The fact is, we have rules about the capture and re-use of created works that have applied to society for a very long time. I don't think we should give copyright holders eternal locks on their work, but neither is it clear that a 100% free use policy on created work is the right answer. It is reasonable to propose something in between.

What is not a different question. As a creator you don't get to say what or who can ingest your creation. If you did Google image search wouldn't exist.

The thing you're failing to realize is that this isn't the first time a computer has been used to ingest info. The rules you assert have never been true to this point. Crawlers have been scanning web pages and images since the dawn of the Internet.

You act like this just started happening so now you get to put rules on what gets to look at that image. Too late there's decades of precedent.

But there are absolutely rules on whether Google -- or anything else -- can use that search index to create a product that competes with the original content creators.

For example, https://en.wikipedia.org/wiki/Authors\_Guild,\_Inc.\_v.\_Google,\_Inc.
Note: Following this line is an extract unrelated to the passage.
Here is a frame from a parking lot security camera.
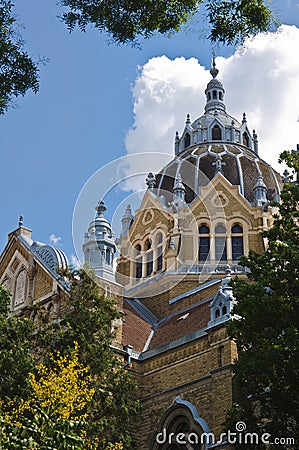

Google indexing of copyrighted works was considered "fair use" only because they only offered a few preview pages associated with each work. Google's web page excerpts and image thumbnails are widely believed to pass fair use under the same concept.

Now, let's say Google wants to integrate the content of multiple copyrighted works into an AI, and then give away or sell access to that AI which can spit out the content (paraphrased, in some capacity) of any copyrighted work it's ever seen. You'll even be able to ask it questions, like "What did Jeff Guin say about David Koresh's religious beliefs in his 2023 book, Waco?" and in all likelihood it will cough up a summary of Mr. Guinn's uniquely discovered research and journalism.

I don't think the legal questions there are settled at all.

You just proved my point there is nothing from stopping Google from scanning all those they just have to limit what they show of what they scanned. There it is easy to prove because the content is verbatim.

In the case of ai it is not verbatim. How do you prove the results are directly derived from say reading harry potter vs ingesting a forums worth of content regarding hp? I don't think as a plaintiff u can show damages or that your works were even used... The only reason this is even an issue is because chatgpt creators admitted they scanned books etc.

How do you prove the results are directly derived

Mathematically? It's a computer algorithm. Its output is deterministic, and both reproducible and traceable.

Give the AI two copies of its training dataset, one with the copyrighted work, one without it. Now give it the same prompt and compare the outputs.

The difference is the contribution of the copyrighted work.

You mention Harry Potter. In Warner Bros. Entertainment, Inc. v. RDR Books, Warner Brothers lawyers argued that a reference encyclopedia for the Harry Potter literary universe was a derivative work. The court disagreed, on the argument that the human authors of the reference book had to perform significant creative work in extracting, summarizing, indexing and organizing the information from JK Rowling's original works.

I wonder if the court would use the same reasoning to defend the work of an AI?